In the introduction, you talk about giving your neighbor baked goods in return for plowing your driveway. So many folks in our food system have told me some version of this “neighbors helping neighbors” story. Do you think that mindset is specific to Alaska or have you experienced it in other places that you’ve lived?
I think it’s very specific to Alaska, a part of who we are in this vast, unpredictable place. We help each other survive. When you’re stuck in a snow berm, you can be confident that the next car to pass by will pull over and help. Friends and neighbors will share their catch or their hunt. When you’re not expecting it, someone might shovel your driveway. Or mow your lawn. Or help you change your headlight. Or a neighbor might be a safe haven when your teenager gets himself locked out of the house. This is all very Alaska. The only other place I’ve lived where there is a similar mentality is Hawaii, which is where I was born.

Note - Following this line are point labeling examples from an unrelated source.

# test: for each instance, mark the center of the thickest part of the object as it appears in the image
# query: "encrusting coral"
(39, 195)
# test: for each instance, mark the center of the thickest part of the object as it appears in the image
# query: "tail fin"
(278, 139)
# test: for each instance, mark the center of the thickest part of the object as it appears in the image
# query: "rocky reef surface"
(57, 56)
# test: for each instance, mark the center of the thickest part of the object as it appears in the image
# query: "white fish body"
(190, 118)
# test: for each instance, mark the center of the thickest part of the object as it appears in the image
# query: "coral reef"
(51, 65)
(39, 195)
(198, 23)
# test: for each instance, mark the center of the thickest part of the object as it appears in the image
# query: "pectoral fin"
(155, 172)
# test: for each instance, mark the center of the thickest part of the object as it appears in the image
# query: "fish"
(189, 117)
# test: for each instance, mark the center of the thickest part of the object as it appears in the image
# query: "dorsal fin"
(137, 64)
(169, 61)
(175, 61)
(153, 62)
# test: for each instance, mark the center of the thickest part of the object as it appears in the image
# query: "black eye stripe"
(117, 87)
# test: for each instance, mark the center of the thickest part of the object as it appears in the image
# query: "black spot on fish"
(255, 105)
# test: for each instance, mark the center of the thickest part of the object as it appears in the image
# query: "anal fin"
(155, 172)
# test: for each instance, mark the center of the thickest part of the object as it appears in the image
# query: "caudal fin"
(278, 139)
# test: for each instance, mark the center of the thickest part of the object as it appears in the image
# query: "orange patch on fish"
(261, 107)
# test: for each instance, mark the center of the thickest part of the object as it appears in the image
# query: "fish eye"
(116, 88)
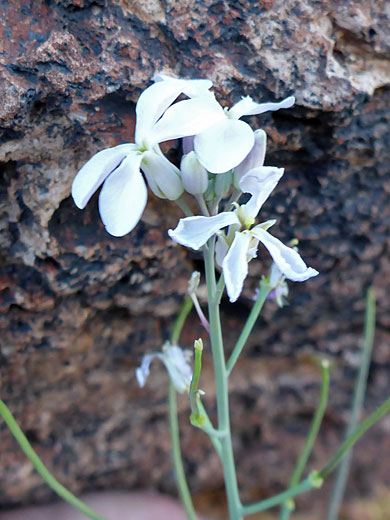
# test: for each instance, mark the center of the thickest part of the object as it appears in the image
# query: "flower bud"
(193, 174)
(254, 159)
(193, 282)
(163, 177)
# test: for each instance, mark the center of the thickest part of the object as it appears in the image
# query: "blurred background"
(79, 307)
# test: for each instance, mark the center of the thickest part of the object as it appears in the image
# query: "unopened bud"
(193, 174)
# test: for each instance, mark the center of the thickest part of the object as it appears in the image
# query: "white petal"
(247, 107)
(179, 370)
(286, 258)
(95, 171)
(195, 231)
(188, 117)
(224, 145)
(221, 248)
(259, 182)
(255, 157)
(235, 265)
(152, 103)
(194, 87)
(123, 197)
(188, 144)
(163, 177)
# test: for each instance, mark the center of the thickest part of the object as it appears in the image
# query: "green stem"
(263, 293)
(177, 459)
(276, 500)
(209, 429)
(354, 437)
(196, 417)
(315, 478)
(41, 468)
(221, 378)
(357, 405)
(202, 205)
(181, 481)
(311, 437)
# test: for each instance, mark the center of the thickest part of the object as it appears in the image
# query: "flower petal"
(255, 157)
(247, 107)
(235, 265)
(195, 231)
(179, 370)
(224, 145)
(152, 103)
(143, 371)
(259, 182)
(188, 117)
(95, 171)
(123, 197)
(163, 177)
(194, 87)
(286, 258)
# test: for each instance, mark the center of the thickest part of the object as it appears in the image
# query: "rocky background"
(79, 307)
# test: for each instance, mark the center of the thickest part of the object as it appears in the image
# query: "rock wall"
(79, 307)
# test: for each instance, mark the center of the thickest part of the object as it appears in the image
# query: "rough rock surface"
(78, 307)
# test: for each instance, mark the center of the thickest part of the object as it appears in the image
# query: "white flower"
(254, 159)
(277, 282)
(225, 144)
(193, 174)
(124, 194)
(175, 360)
(242, 239)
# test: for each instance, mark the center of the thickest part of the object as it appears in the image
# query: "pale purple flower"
(225, 144)
(175, 360)
(123, 197)
(242, 239)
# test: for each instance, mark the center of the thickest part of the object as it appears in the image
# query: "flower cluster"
(222, 157)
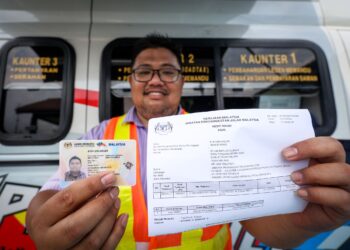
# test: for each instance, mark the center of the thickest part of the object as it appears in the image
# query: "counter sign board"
(270, 65)
(34, 64)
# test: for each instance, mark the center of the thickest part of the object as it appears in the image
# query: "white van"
(64, 64)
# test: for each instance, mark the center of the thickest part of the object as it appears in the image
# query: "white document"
(215, 167)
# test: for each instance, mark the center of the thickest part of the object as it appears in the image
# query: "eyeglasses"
(167, 75)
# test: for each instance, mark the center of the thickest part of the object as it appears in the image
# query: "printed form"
(215, 167)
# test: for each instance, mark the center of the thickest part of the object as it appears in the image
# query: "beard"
(154, 111)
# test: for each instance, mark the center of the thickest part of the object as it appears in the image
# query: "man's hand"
(327, 184)
(81, 216)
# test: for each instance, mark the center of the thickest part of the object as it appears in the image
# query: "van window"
(234, 74)
(36, 90)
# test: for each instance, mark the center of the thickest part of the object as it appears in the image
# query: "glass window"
(36, 90)
(235, 74)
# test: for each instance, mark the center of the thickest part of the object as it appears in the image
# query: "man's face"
(156, 98)
(75, 165)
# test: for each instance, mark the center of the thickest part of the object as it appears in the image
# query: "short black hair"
(74, 158)
(153, 41)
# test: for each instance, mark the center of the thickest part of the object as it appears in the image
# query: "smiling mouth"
(155, 92)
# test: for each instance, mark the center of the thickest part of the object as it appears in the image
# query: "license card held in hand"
(83, 158)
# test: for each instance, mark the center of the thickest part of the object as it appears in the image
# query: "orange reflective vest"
(133, 203)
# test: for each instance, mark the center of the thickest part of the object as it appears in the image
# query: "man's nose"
(155, 80)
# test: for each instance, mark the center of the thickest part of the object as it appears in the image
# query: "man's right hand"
(81, 216)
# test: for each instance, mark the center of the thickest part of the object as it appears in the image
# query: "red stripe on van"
(86, 97)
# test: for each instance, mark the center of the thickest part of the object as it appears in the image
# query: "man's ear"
(130, 80)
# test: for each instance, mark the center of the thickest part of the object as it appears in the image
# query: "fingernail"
(302, 193)
(297, 177)
(113, 193)
(290, 152)
(124, 219)
(108, 179)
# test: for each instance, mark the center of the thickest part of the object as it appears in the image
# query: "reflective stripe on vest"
(133, 203)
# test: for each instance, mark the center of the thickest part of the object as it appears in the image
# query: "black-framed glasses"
(167, 75)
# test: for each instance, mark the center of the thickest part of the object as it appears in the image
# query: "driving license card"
(83, 158)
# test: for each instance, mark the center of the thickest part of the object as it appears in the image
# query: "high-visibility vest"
(133, 203)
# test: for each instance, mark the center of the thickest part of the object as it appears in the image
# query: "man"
(74, 172)
(83, 215)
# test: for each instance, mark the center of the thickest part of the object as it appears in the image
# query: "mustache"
(160, 90)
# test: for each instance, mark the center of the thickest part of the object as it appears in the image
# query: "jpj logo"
(163, 128)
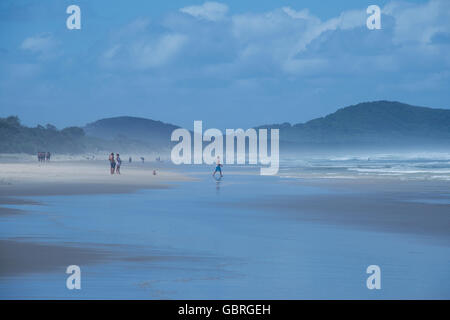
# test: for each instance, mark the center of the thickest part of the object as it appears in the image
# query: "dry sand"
(65, 178)
(83, 177)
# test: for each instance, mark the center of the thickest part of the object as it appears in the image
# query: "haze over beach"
(133, 146)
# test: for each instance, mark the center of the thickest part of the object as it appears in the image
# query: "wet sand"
(415, 207)
(19, 257)
(25, 179)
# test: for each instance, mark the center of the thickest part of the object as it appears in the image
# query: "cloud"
(150, 54)
(419, 23)
(136, 46)
(212, 11)
(44, 45)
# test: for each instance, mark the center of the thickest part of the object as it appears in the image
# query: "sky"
(232, 64)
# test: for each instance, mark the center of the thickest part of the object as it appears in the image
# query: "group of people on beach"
(115, 163)
(43, 156)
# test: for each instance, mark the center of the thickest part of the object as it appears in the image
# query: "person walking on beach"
(218, 167)
(112, 162)
(119, 163)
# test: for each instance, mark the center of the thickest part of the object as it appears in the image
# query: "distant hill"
(378, 123)
(16, 138)
(140, 130)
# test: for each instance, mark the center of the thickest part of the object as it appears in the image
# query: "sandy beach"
(182, 234)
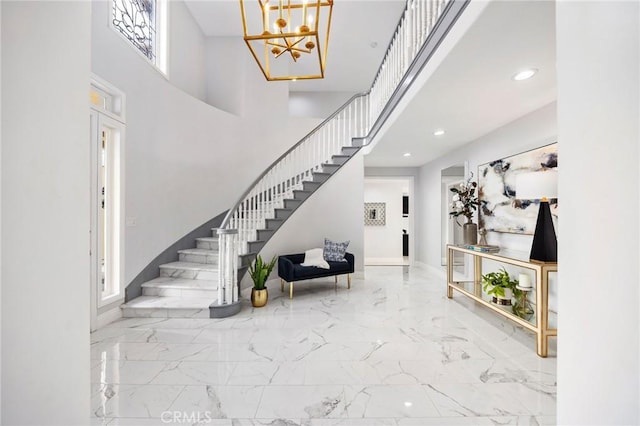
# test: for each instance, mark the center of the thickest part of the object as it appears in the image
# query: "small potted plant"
(259, 272)
(500, 285)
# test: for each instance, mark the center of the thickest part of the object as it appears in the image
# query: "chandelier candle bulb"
(524, 281)
(304, 11)
(266, 16)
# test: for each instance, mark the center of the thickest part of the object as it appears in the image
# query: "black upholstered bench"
(291, 270)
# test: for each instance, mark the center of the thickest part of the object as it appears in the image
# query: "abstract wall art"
(374, 214)
(499, 210)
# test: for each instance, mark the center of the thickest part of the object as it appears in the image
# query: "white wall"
(186, 51)
(316, 104)
(531, 131)
(0, 217)
(598, 110)
(45, 212)
(226, 61)
(383, 244)
(186, 161)
(334, 212)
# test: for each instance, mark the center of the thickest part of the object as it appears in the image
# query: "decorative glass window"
(142, 23)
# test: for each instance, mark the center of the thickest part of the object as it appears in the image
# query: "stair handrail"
(406, 55)
(227, 218)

A question I love to ask: What’s in your fridge right now?
Two large and unnecessary heads of bok choy leftover from a book launch dinner we did at The Flats Bistro in Kenai. I’ve already used two of them and tried to give the other two away to the neighbors from my wife’s hockey team. Several lemons, a couple of limes. A bottle of Lillet Blanc from when our cousin visited from Idaho and made us her favorite necromancer cocktails to celebrate the book release. Buttermilk… the only thing I ever keep past expiration. And cilantro. Always cilantro.
Will you be taking the book on tour? If so, where can people come see you?
I’ve gotten several requests for a book signing in Fairbanks and a couple for Juneau as well. Homer is a strong possibility because I live so close and I stinking love a day trip to Homer. I’ve also been asked if I’ll be doing another one in Anchorage. So those are all in the works or are very real possibilities. Stay tuned.
Published on edibleAK.com on March 3, 2018.